# 400V Frequenzumrichter an 230V



## volker (1 Juni 2004)

hallo

ich habe einen bekannten mit folgendem prob.

ein kleiner getriebemotor 3 Phasig wird zur zeit an 230 volt und einem kondensator zur erzeugung des drehfeldes betrieben.

das klappt soweit auch ganz gut. der motor treibt einen grill an und ist dafür ein klein wenig zu schnell.

er hat jetzt einen gebrauchten FU geschenkt bekommen.
typ: keb 12.f5.b1b.3500 4kw

laut bedienungsanleitung benötigt der umrichter 305..500 v ac oder 420..720 v dc eingangsspannung.

die hat er leider nicht.

meine frage ist nun:
1. ich schliesse den umrichter wie den motor mit dem kondensator an. dann fehlt natürlich 1 phase.
2. ich richte die 230 v gleich und haue da einen relativ grossen kondensator zwischen, so das ich auf spitzte (also 325v) komme.
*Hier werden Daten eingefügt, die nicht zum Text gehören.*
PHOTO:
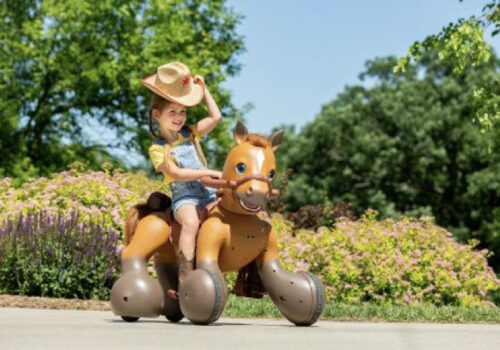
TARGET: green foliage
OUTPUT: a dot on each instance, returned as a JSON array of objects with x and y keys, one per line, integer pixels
[
  {"x": 390, "y": 262},
  {"x": 315, "y": 216},
  {"x": 97, "y": 195},
  {"x": 462, "y": 45},
  {"x": 55, "y": 256},
  {"x": 70, "y": 72},
  {"x": 406, "y": 145}
]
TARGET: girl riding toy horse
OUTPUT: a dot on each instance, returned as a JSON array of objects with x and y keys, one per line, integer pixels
[{"x": 230, "y": 238}]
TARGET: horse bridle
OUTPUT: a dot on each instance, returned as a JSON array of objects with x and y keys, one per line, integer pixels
[{"x": 233, "y": 185}]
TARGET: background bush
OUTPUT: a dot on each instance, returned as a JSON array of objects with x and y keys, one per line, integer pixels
[
  {"x": 405, "y": 261},
  {"x": 391, "y": 262},
  {"x": 57, "y": 256},
  {"x": 97, "y": 195}
]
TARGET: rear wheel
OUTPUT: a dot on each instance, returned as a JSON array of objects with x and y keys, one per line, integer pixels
[{"x": 129, "y": 318}]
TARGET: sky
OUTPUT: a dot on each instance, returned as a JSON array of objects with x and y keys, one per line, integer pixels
[{"x": 301, "y": 54}]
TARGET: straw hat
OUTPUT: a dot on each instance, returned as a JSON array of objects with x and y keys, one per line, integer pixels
[{"x": 174, "y": 82}]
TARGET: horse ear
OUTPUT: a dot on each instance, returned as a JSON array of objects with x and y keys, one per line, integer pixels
[
  {"x": 276, "y": 138},
  {"x": 239, "y": 132}
]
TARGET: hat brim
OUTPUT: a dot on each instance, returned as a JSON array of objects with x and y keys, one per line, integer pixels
[{"x": 189, "y": 100}]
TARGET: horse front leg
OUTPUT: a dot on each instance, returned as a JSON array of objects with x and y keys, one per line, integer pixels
[
  {"x": 136, "y": 294},
  {"x": 299, "y": 296},
  {"x": 203, "y": 293}
]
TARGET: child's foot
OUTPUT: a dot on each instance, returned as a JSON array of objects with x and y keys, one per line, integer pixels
[{"x": 172, "y": 294}]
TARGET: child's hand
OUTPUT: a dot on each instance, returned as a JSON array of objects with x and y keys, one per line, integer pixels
[
  {"x": 198, "y": 79},
  {"x": 214, "y": 173}
]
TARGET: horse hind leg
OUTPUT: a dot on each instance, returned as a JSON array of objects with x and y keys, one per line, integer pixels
[
  {"x": 167, "y": 271},
  {"x": 136, "y": 294}
]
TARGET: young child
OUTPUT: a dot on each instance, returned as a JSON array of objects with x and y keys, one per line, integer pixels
[{"x": 176, "y": 151}]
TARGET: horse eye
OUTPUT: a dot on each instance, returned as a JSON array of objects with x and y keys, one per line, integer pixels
[{"x": 240, "y": 168}]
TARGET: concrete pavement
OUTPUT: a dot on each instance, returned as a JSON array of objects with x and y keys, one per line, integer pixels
[{"x": 70, "y": 329}]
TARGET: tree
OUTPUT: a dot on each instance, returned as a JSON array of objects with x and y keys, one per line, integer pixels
[
  {"x": 69, "y": 66},
  {"x": 405, "y": 145},
  {"x": 462, "y": 45}
]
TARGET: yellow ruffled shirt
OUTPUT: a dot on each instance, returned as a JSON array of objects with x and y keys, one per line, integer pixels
[{"x": 157, "y": 149}]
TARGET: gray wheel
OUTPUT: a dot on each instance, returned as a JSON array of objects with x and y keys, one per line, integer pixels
[{"x": 129, "y": 318}]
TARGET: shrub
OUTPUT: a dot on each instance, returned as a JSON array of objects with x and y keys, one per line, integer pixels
[
  {"x": 315, "y": 216},
  {"x": 96, "y": 195},
  {"x": 57, "y": 256},
  {"x": 391, "y": 262}
]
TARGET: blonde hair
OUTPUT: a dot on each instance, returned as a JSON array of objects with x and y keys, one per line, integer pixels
[{"x": 157, "y": 102}]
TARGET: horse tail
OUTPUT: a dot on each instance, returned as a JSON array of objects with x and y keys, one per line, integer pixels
[
  {"x": 157, "y": 201},
  {"x": 134, "y": 215}
]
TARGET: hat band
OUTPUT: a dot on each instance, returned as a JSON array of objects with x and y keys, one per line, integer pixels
[{"x": 177, "y": 89}]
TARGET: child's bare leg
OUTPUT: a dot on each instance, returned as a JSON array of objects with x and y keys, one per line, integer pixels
[{"x": 187, "y": 216}]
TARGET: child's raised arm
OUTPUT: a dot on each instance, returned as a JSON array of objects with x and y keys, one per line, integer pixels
[{"x": 207, "y": 124}]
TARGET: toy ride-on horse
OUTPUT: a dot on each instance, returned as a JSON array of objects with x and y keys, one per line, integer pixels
[{"x": 231, "y": 237}]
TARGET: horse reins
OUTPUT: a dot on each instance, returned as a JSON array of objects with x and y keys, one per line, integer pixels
[{"x": 231, "y": 184}]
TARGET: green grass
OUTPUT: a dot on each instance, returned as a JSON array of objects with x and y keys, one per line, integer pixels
[{"x": 245, "y": 307}]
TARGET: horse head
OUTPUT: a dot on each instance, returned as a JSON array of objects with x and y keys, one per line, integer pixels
[{"x": 250, "y": 167}]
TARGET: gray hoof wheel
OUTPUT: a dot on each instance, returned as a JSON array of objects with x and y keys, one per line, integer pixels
[{"x": 129, "y": 318}]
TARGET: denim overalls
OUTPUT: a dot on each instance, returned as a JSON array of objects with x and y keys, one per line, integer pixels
[{"x": 190, "y": 192}]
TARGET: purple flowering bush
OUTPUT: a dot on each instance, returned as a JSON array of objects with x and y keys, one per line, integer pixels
[
  {"x": 57, "y": 256},
  {"x": 389, "y": 262},
  {"x": 96, "y": 195}
]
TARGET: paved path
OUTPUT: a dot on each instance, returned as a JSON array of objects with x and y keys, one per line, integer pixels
[{"x": 65, "y": 329}]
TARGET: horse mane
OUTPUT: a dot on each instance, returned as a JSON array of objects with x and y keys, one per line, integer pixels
[{"x": 257, "y": 140}]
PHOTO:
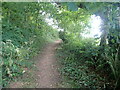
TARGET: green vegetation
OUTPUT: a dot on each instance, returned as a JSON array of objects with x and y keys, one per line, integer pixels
[
  {"x": 24, "y": 32},
  {"x": 87, "y": 62}
]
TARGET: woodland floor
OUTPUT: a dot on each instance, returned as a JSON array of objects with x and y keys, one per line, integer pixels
[{"x": 45, "y": 73}]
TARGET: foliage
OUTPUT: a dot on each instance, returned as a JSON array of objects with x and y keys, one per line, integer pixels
[
  {"x": 24, "y": 32},
  {"x": 97, "y": 57}
]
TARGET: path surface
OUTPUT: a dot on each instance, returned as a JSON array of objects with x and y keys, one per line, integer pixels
[{"x": 48, "y": 75}]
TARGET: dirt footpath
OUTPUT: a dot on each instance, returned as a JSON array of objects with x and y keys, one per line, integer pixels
[
  {"x": 48, "y": 75},
  {"x": 45, "y": 74}
]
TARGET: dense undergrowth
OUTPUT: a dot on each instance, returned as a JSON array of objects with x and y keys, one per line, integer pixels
[
  {"x": 89, "y": 62},
  {"x": 24, "y": 33},
  {"x": 81, "y": 70}
]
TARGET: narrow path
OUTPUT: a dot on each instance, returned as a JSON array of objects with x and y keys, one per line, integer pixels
[
  {"x": 45, "y": 74},
  {"x": 48, "y": 75}
]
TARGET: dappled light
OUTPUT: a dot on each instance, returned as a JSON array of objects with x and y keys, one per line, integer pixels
[{"x": 61, "y": 45}]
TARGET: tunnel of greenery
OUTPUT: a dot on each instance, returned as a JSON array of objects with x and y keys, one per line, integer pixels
[{"x": 25, "y": 31}]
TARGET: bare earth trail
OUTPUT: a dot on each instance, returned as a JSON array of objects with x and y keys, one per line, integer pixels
[{"x": 48, "y": 75}]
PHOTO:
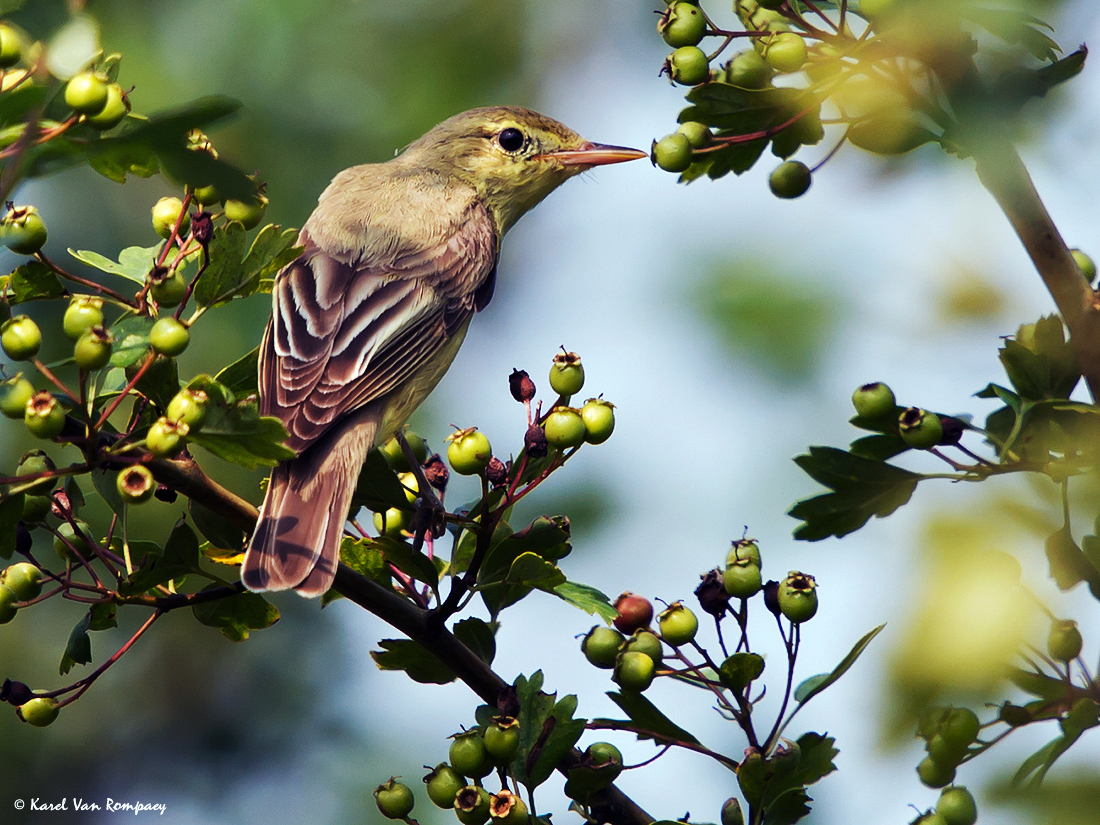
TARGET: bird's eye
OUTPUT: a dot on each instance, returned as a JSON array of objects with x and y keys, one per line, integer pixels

lohnt sich der versuch überhaupt ?  :shock:


----------



## plc_tippser (1 Juni 2004)

Hi,

ich bin mir ziemlich sicher, das Du nur di e230V einspeisen brauchst. Ohne Kondensator. Die Zwischenkreisspg. ist dann halt nicht so hoch. Das 3phas. Drehfeld wird durch den FU erzeugt. 

Viel Erfolg wünscht pt


----------



## Kurt (7 Juni 2004)

Hallo,
geht aber nur wenn:
Der KEB FU keine ZK-Unterspannungsüberwachung(abschaltung) hat und
wenn die Steuerelektronik extern versorgt werden kann.

Kurt


----------



## plc_tippser (7 Juni 2004)

Kurt schrieb:
			
		

> Hallo,
> geht aber nur wenn:
> Der KEB FU keine ZK-Unterspannungsüberwachung(abschaltung) hat und
> wenn die Steuerelektronik extern versorgt werden kann.
> ...


 :? Hmmmm, mit der Steuerelektronik haste natürlich recht. Hatte noch nie einen der sich selbst speißt. U-Spg. klar, dass währe lästig. Vieleicht hören wir ja etwas über den (Miss)Erfolg

Gruß pt


----------